インターネットウミウシはブログに生息している

R2D2

C:\Users\Unknown\1\苺.png


「インターネット……ウミウシ」


 僕はパソコンの画面に映る謎の生物と、スマホで調べた画像の検索結果を見比べて、一人呟いた。


 僕の目の前では、苺の画像が謎の生物によって虫食いにされていた。


 事の起こりは十分前に遡る。





「よし、アップロード完了」


 描き上げたイラストを載せてブログに投稿する。


 それが僕の趣味だった。

 SNSだと頼んでもいないのにアドバイスしてくる人が後を絶えないと聞いたので、敬遠している。

 かといって反応も欲しかった僕は、ブログという環境を選んだのだった。



 僕は完全に趣味でイラストを投稿していたし、それほど上手では無い。

 雲を描いたり、犬を描いたり、ダンゴムシを描いたり、好きな時に好きな物を描く。何故だが人を描くことは無かった。


 そんなやり方だったから、僕のブログをフォローしている人はたった一人だけ。


「お、コメント来た」


 アップロードしてから数十秒で唯一のフォロワーさんからコメントが来た。

 

 アカウント名の欄には『クレイジーピエロ(37歳)』と記載してある。

 インターネットに疎い僕からすると奇抜な名前に見えるけど、食べ物の名前を付けている人もいるようなので、アカウント名が職業な位はそこまで珍しく無いのだと思う。


 彼から来たコメントを読むのが最近の僕の習慣だった。


 スクロールして、彼のコメントを読む。


 どれどれ……。



『かわいい犬畜生ですね。そういえば先週犬料理なるものに挑戦してみたのですが——』


 僕はコメントを削除した。


 クレイジーピエロ(37歳)氏は犬のイラストに対して犬料理の感想を数百文字に渡って投稿する、困ったフォロワーさんだった。


 彼のコメントを削除するまでが最近の僕の習慣だ。



 僕は中々増えないフォロワーの数を確認して苦い顔になる。

 原因を探すように、画面をスクロールして投稿を遡り始める。


 投稿は一番最新の『絵 その312』から始まり、一分近くスクロールしてやっと『絵 その1』まで戻ってきて、クリックする。


「うん?」


 そのページに表示される筈のイラストが中々表示されない。

 スクロールしてみると、画面についているゴミだと思っていたものも一緒に動く。

 よく見てみると、僕の描いたパンのイラストの一部だった。


「あれ?壊れたかなぁ」


 そう思って、一つページを戻って『絵 その2』をクリックすると、同じように切れ端のようになったイラストがあった。


「う〜ん」


 今度は少し飛んで『絵 その10』を覗いてみる。


「なにこれ」


 すると、僕の描いたイラストにかぶり付くように、ウニウニと体を動かしている謎の生物が居た。


 それが僕とインターネットウミウシとの出会いだ。





「へぇ、インターネットにも生き物がいるんだ」


 本屋で図鑑を立ち読みしていた僕は感心するように呟いた。

 インターネットには嘘が書いてあることもあると聞いていたが、図鑑にまでインターネットウミウシの存在が書いてあるなら、本当にあの生物はインターネットウミウシと言うんだろう。


 僕は『海の生き物』図鑑を本棚に戻した。


 インターネットは情報の海というし、『ネットサーフィン』という単語もあるくらいだから、インターネットウミウシは海の生き物に分類されるのだろうと納得した。

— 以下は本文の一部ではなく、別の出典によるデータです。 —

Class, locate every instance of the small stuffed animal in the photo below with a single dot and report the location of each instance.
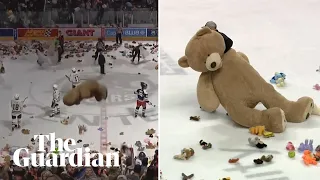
(257, 143)
(257, 130)
(186, 154)
(267, 158)
(280, 82)
(25, 131)
(258, 161)
(205, 145)
(195, 118)
(233, 160)
(290, 146)
(150, 131)
(261, 145)
(253, 141)
(276, 76)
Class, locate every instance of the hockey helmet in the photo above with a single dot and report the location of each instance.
(16, 96)
(144, 85)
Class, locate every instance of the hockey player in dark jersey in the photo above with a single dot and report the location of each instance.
(142, 99)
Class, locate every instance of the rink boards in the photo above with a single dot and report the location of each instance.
(78, 34)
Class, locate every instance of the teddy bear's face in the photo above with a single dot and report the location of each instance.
(204, 51)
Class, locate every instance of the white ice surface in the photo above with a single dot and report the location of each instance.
(277, 36)
(25, 77)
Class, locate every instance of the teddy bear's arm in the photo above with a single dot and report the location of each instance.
(207, 97)
(243, 56)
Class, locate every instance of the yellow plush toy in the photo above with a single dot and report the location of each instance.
(227, 78)
(280, 82)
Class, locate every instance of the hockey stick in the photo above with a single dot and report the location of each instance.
(150, 103)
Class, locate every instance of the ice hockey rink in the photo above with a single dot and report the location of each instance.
(277, 36)
(112, 123)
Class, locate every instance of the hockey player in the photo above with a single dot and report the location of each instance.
(55, 101)
(40, 58)
(16, 111)
(142, 99)
(136, 52)
(74, 78)
(99, 47)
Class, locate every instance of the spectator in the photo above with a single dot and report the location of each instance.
(136, 173)
(119, 34)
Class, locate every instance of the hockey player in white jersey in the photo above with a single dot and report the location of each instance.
(55, 101)
(74, 78)
(16, 111)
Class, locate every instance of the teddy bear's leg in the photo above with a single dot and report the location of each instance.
(273, 119)
(243, 56)
(295, 111)
(207, 98)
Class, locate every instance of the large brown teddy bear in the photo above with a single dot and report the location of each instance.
(228, 79)
(85, 90)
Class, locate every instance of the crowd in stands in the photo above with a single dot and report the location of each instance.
(138, 168)
(29, 13)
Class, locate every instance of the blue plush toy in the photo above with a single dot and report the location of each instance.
(276, 76)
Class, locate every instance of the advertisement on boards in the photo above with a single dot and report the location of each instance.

 ふと、気になってスマホでブログのページにアクセスする。

 そして『絵 その11』をタップすると、公園のシーソーを描いた絵にかぶり付いているインターネットウミウシの姿があった。


 どうやら苺の絵は食べ終えてしまったらしい。





 僕は家に帰るとパソコンを起動して、ウミウシが居る『絵 その11』のページを開いた。

 そうすると先ほどよりも虫食いが進んだ絵とウミウシの姿があった。


 僕はウミウシの背中にマウスのカーソルを合わせると、クリックしてみた。


 ウニィ、と体を捩らせた。


 もう一度、クリック。


 ウニィ。


 守るように、体を丸める。

 しばらく放っておくと、防御姿勢を解いてシーソーの絵の捕食を始めた。


 今度はフォルダを移動させる時のようにマウスのボタンを押しながら、マウスを動かす。


「……移動できるんだ」


 画面の端までウミウシは持ってくることが出来た。

 そこでマウスのボタンを離すと、ウミウシはイラストの方を向いてウニウニと進んでいく。


 よくよくみると愛嬌のある姿に、僕はイラストを食われていることを忘れて、毒気を抜かれてしまった。


「おまえ、中々かわいいな」


 キモ可愛い、という奴だろうか。

 形はナメクジのようだが、体表の特徴的な模様が気持ち悪さを相殺している。


 僕は、このインターネットウミウシをウチのブログで飼うことに決めた。


 パソコンの画面の上から頭を撫でるが、ウミウシは身を捩らせることは無い。

 マウス越しでしか、ウミウシとの交流はできないのかもしれない。


 それに、ブログのイラストも食い散らかされているし……。


「まあ、いいや。イラストのデータは残ってるし」


 僕は、アップロードし直そうと、拙い操作でイラストを保存しているフォルダを開いた。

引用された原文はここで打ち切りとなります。